Rencontre avec Pierre André Podbielski, collectionneur passionné et fondateur de la galerie Podbielski Contemporary à Milan. Nichée au fond d’une cour via Vincenzo Monti au cœur de la ville, la galerie dédiée à la photographie contemporaine apparaît comme un écrin de séduction, tant pour l’espace intimiste et accueillant que pour la beauté des œuvres exposées.
Véritable européen, vous avez choisi Milan pour vivre il y a 40 ans, et vous reconvertir dans la profession de galeriste il y a 20 ans. Quel est votre parcours, jusqu’à la naissance de Podbielski Contemporary ?
Né de père allemand et de mère polonaise qui a grandi en Autriche, je suis imprégné par le multiculturalisme et parle couramment anglais, français, allemand et italien. Je suis en effet avant tout européen. Au-delà de mes origines, j’entretiens de forts liens avec la France : ancien élève des lycées français (j’ai passé mon baccalauréat au lycée français de Rome), j’ai ensuite fait mes études aux Beaux-Arts de Paris où j’ai été diplômé en architecture. Mais c’est à Milan que je vis depuis 40 ans, c’est ici que j’ai commencé à travailler comme architecte, et que j’ai fondé ma famille. Puis j’ai laissé l’architecture pour ouvrir ma galerie dédiée à la photographie, ma passion depuis toujours.
Comment est née votre galerie ?
J’ai d’abord participé à un projet avec la galerie d’art contemporain Rubin, dont j’ai été partenaire pendant 10 ans. Puis j’ai eu une opportunité coup de cœur à Berlin – une métropole pour tout ce qui fourmille autour du monde de l’art -, où j’ai lancé ma galerie Podbielski Contemporary en 2011. Mais après 7 ans d’aller-retour entre Berlin et Milan (où vivait ma famille), je me suis rendu compte qu’entre-temps Milan avait décollé, grâce à l’Expo de 2015 mais pas seulement. J’ai découvert ce local via Vincenzo Monti qui était un coup de cœur extraordinaire, une formidable occasion pour ouvrir ma galerie milanaise. C’est aussi une opportunité, car il existe peu de galeries de photographies à Milan.

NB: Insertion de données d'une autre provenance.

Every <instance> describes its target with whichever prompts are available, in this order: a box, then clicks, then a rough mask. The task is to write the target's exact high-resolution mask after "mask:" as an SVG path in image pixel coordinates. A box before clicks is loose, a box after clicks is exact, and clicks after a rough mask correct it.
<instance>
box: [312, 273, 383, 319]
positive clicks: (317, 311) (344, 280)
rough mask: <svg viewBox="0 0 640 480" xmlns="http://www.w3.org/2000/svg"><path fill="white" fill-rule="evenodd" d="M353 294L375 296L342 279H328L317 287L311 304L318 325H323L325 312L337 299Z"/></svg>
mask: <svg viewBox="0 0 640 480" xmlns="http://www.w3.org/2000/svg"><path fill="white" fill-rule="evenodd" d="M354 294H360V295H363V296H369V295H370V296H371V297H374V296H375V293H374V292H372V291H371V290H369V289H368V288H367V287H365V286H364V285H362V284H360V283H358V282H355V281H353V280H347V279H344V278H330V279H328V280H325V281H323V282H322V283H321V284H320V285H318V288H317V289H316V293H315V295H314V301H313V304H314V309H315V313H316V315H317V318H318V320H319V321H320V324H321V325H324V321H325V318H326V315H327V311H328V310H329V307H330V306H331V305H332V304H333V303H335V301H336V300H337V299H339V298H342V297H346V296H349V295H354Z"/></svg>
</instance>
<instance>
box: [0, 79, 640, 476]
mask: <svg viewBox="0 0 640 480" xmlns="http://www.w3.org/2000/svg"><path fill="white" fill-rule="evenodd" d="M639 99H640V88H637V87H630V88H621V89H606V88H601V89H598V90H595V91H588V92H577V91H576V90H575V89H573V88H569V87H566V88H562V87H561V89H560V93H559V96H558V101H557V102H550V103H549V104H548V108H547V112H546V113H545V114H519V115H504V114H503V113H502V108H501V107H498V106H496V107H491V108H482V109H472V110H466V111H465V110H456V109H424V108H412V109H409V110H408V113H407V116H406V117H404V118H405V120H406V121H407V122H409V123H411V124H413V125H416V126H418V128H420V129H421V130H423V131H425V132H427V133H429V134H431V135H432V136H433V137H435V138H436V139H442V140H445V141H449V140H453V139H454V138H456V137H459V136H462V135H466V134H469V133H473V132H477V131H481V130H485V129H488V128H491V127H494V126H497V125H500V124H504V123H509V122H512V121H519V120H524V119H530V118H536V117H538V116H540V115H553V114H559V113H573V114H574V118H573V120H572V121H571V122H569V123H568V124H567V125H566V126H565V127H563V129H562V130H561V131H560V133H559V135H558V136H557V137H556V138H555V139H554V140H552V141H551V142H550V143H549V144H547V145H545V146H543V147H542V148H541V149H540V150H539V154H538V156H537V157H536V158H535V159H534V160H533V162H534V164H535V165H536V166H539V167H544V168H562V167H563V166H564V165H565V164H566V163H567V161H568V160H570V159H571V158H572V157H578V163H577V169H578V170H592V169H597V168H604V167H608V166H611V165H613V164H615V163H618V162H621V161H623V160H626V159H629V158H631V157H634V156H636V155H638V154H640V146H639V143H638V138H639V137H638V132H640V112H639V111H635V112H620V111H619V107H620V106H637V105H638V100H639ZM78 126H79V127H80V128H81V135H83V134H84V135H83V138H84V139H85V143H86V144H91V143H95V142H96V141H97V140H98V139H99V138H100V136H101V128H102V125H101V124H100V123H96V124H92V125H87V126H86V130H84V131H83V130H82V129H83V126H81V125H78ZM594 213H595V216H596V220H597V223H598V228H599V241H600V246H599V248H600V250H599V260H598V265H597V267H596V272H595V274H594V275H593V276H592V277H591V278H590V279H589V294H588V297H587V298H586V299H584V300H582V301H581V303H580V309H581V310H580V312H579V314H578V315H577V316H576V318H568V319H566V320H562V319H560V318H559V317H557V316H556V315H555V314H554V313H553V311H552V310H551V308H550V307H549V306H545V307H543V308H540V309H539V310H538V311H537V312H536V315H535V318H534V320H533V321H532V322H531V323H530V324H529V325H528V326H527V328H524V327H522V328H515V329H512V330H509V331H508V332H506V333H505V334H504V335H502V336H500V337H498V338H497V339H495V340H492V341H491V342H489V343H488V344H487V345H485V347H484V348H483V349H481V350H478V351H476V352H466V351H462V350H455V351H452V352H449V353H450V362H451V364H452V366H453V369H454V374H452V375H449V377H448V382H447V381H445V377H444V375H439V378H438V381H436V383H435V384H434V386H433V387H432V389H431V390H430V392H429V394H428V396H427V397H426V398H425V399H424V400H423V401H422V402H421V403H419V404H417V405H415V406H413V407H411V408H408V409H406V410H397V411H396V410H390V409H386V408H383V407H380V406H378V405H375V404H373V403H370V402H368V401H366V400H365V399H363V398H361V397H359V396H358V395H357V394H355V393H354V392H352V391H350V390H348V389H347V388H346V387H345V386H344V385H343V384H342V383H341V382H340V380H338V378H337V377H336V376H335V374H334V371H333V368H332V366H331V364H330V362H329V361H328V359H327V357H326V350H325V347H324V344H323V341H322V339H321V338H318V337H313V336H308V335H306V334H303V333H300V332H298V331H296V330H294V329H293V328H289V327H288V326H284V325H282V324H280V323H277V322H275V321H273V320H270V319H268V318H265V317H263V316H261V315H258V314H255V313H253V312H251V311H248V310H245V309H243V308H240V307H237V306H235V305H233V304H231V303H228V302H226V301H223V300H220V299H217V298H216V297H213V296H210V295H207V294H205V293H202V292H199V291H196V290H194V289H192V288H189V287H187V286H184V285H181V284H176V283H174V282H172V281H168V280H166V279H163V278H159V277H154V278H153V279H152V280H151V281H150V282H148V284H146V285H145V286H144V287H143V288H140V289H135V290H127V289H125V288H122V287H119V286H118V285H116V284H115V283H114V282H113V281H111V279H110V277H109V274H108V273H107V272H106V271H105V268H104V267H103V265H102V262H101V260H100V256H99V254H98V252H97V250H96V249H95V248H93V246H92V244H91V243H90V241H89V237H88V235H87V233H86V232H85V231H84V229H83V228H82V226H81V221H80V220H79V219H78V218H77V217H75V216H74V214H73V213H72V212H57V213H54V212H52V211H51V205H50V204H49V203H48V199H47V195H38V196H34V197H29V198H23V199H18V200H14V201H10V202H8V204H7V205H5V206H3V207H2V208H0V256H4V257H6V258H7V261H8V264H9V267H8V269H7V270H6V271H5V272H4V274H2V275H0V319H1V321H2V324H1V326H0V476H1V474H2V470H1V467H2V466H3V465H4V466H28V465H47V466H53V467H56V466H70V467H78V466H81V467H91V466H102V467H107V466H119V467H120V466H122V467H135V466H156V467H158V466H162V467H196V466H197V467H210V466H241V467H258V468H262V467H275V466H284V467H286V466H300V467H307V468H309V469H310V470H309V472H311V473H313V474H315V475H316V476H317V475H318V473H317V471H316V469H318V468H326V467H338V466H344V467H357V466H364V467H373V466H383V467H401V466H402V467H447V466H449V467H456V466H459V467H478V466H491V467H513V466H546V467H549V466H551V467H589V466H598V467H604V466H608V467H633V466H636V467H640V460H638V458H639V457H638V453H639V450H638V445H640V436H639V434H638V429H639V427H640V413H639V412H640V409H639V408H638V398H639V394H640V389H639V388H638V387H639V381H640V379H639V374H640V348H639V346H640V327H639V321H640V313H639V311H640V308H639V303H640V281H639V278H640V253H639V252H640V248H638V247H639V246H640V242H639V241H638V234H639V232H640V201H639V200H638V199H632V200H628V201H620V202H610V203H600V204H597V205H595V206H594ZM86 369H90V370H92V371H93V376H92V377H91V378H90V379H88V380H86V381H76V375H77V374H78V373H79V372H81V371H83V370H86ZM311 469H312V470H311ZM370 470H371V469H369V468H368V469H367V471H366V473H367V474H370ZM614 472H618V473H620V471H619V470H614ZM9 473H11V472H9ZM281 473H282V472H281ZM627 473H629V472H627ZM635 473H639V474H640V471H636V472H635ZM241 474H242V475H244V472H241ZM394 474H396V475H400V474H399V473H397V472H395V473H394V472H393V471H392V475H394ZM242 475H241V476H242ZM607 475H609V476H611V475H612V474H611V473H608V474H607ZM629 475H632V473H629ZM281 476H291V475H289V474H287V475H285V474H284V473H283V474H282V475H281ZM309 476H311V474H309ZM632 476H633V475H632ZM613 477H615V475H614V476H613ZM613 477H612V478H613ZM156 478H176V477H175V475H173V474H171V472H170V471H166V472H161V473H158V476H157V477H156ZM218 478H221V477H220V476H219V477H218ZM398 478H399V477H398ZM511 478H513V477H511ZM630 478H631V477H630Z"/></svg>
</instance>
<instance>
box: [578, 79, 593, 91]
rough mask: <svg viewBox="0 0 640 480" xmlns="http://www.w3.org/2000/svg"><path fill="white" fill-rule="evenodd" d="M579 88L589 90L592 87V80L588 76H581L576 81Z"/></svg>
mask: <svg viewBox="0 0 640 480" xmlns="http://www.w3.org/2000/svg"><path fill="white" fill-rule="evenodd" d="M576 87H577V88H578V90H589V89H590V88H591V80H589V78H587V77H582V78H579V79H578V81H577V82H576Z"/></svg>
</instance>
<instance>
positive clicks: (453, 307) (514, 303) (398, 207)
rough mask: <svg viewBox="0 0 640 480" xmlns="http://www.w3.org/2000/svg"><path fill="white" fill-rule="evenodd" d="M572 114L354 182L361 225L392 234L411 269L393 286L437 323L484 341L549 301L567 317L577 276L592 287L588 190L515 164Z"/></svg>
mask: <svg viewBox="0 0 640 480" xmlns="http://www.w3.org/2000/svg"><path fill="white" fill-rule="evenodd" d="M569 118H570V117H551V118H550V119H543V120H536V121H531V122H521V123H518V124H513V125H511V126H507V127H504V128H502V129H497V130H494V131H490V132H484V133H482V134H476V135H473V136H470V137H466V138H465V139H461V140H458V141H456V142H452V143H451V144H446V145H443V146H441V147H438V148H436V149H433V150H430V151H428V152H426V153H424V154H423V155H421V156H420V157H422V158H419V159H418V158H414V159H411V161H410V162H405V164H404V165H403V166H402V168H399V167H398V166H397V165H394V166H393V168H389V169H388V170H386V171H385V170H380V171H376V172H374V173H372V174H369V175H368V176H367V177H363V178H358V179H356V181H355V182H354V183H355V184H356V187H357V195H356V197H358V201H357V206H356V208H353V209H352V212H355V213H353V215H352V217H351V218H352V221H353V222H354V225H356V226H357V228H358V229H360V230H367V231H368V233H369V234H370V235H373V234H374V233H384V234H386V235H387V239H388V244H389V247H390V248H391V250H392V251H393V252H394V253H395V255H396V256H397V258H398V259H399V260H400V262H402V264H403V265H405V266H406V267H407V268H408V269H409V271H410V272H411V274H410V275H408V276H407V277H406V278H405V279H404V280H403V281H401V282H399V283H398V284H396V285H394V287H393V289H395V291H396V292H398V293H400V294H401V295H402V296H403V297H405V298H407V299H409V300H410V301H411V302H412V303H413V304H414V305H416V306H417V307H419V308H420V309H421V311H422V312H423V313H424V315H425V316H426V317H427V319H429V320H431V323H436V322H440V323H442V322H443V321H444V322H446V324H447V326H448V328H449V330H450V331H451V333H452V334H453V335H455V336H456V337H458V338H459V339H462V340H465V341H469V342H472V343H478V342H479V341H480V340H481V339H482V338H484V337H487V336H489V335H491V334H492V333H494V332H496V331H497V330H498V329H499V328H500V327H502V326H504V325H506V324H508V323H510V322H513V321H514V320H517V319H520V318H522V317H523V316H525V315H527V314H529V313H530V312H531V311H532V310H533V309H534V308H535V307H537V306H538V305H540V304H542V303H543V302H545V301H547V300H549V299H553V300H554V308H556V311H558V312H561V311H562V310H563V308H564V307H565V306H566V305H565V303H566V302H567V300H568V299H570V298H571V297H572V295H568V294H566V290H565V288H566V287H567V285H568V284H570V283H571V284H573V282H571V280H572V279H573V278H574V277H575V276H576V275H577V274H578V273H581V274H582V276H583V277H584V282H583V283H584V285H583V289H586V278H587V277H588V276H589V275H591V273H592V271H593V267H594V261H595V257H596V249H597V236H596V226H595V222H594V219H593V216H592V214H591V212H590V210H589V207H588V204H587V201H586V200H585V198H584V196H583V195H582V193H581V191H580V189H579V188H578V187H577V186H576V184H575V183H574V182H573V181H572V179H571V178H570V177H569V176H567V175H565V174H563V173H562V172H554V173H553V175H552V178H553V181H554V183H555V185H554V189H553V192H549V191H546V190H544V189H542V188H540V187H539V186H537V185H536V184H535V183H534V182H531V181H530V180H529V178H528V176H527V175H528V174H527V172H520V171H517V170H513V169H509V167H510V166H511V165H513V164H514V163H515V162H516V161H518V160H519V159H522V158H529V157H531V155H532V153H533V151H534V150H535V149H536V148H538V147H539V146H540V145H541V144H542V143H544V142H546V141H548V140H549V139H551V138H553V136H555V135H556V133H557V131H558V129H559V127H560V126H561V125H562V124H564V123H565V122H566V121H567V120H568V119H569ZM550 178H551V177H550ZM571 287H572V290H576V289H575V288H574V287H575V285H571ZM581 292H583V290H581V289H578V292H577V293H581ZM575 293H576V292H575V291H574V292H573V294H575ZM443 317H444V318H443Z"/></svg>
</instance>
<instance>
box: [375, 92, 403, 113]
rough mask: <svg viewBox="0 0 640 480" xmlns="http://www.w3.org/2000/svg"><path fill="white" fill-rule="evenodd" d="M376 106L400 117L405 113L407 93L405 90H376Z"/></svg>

Quel est le concept de Podbielski Contemporary ?
La galerie a une vocation internationale, avec le projet ambitieux de raconter ce qu’il se passe dans le monde aujourd’hui. Pour résumer l’identité de Podbielski Contemporary, je dirais qu’il s’agit d’une galerie cosmopolite pour ce que nous sommes, et politique et géopolitique pour ce que l’on a à raconter. La galerie soutient les jeunes talents mais aussi les artistes photographes affirmés provenant d’Europe, Israël, Iran, Syrie… Nous avons aussi une forte présence d’artistes femmes, j’en suis fier !
Chaque photographie transmet un message ou une idée, dénonce une situation, défend une cause… Il faut trouver l’équilibre entre ce qu’il est important de communiquer et la beauté bien sûr, car la photo doit être vendable.
Comment sélectionnez-vous un nouveau photographe ? Et quelle ambition anime vos choix ?
La sélection vient renforcer le positionnement et l’identité de la galerie, et repose toujours sur la qualité d’une haute expertise. Parfois, c’est l’artiste lui-même qui se présente, comme Giulio Di Sturco qui avait un projet passionnant sur l’Inde, et plus particulièrement sur la dévastation du Gange. Nous avons ainsi organisé une exposition à la Fondation Stelline en 2020 à Milan. Il arrive aussi que l’on découvre les artistes dans les foires, à l’instar du photographe français Thomas Jorion à Paris.
L’ambition est alors de soutenir les artistes au maximum, de partager et faire vivre le message délivré par leurs photographies auprès du plus large public. Cela passe par des expositions ou encore des foires.
Quelle est la dynamique de votre galerie pour partager vos artistes au public ?
Nous réalisons quatre à cinq expositions par an. Nous développons aussi des rencontres avec l’artiste, le public aime beaucoup échanger. La plus belle partie de notre travail est de pouvoir en parler.
Selon vous, qu’apporte la photographie à celui qui l’observe ?
La photographie est visuellement attrayante. Elle offre un regard généreux au public en témoignant du monde d’aujourd’hui. Elle transmet une sensibilité, elle séduit par la beauté d’un paysage, l’expression d’un visage… D’autant que l’on est sans doute moins conditionné lorsque l’on observe une photographie qu’un tableau, on se sent plus libre. Et quand on commence à ouvrir l’œil, c’est une passion.